The scheme must represent a genuine compromise by which the members and creditors obtain some advantage that compensates them for the alteration of their rights.
Schemes therefore represent a useful tool for restructuring both solvent and insolvent companies. In respect of solvent companies, they can provide an opportunity to avoid entering formal insolvency.
In insolvency, liquidators can use schemes to enter into a compromise with a company’s creditors in order to ensure a greater return for them, particularly in large and complex insolvencies, by avoiding the usual costs and expenses that would be incurred if the liquidators carried on with the formal insolvency process in the ordinary way.
A summary of the scheme procedure is as follows:-
- The directors (or liquidators) of the company must prepare an explanatory statement setting out the background to, and the terms of, the scheme.
- An application is then made to the Court for an order directing meetings of the members, or different classes of members and/or meetings of the creditors, or different classes of the creditors (the Court meetings). Either of the company itself, a creditor, a member or the liquidator (if the company has been wound up) may apply to Court.
- After that the company notifies the creditors and/or members of the Court meetings to consider the scheme and sends the explanatory statement setting out the effect of the proposed scheme.
- At the Court meetings, the creditors and/or members consider whether to approve the scheme. Importantly, in order for the scheme to be approved, a majority in number representing at least 75% in value of those present and voting, either in person or by proxy, must vote in favour of the scheme.

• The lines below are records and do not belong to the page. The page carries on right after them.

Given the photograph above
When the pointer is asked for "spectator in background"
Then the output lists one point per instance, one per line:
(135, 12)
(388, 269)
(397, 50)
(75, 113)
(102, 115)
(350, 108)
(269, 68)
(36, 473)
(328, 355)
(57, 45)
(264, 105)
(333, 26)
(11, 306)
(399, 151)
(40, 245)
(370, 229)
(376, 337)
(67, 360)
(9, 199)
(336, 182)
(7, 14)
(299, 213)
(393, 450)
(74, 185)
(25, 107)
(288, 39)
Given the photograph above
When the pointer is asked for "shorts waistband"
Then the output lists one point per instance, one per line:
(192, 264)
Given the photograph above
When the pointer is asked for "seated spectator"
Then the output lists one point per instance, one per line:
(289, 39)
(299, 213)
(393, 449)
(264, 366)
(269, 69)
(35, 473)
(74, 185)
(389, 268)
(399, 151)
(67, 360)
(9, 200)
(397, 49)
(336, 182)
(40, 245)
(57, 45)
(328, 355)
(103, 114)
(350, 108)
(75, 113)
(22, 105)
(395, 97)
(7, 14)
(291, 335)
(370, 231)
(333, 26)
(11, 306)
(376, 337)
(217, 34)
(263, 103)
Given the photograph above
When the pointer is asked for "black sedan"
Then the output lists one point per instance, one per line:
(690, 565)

- In the event the scheme is approved at the Court meetings, a second and final Court hearing is held at which the Court will decide whether to sanction the scheme.
- Once the scheme is approved by the Court, the Court order and the scheme document are filed at the Isle of Man Companies Registry, together with any other relevant documents, at which point the scheme becomes effective.
A particular benefit of a scheme is that once effective, the scheme is binding on all the creditors and members of each class that approved the scheme including those that voted against it.
The Isle of Man Court has confirmed that its role is not simply to rubber stamp a scheme. They will consider whether: the scheme is fair; the different classes were fairly represented; the statutory majority acted bona fide; and whether an intelligent and honest person, acting in respect of their interest, might reasonably approve the scheme. They do however recognise that the creditors and members of a company are likely to be best placed to consider their own interests.
In DQ’s experience, the Isle of Man Court has been receptive to the use of schemes as an expedient and cost effective restructuring tool.
DQ has extensive experience of advising companies and liquidators on schemes of arrangement and making the necessary application to Court.
Most recently, DQ has advised the liquidators of the Louis Group on seven schemes of arrangement that have resulted in better outcomes for the creditors and/or members of those companies than if the companies had gone into liquidation and/or the liquidators had continued down the ordinary insolvency procedure.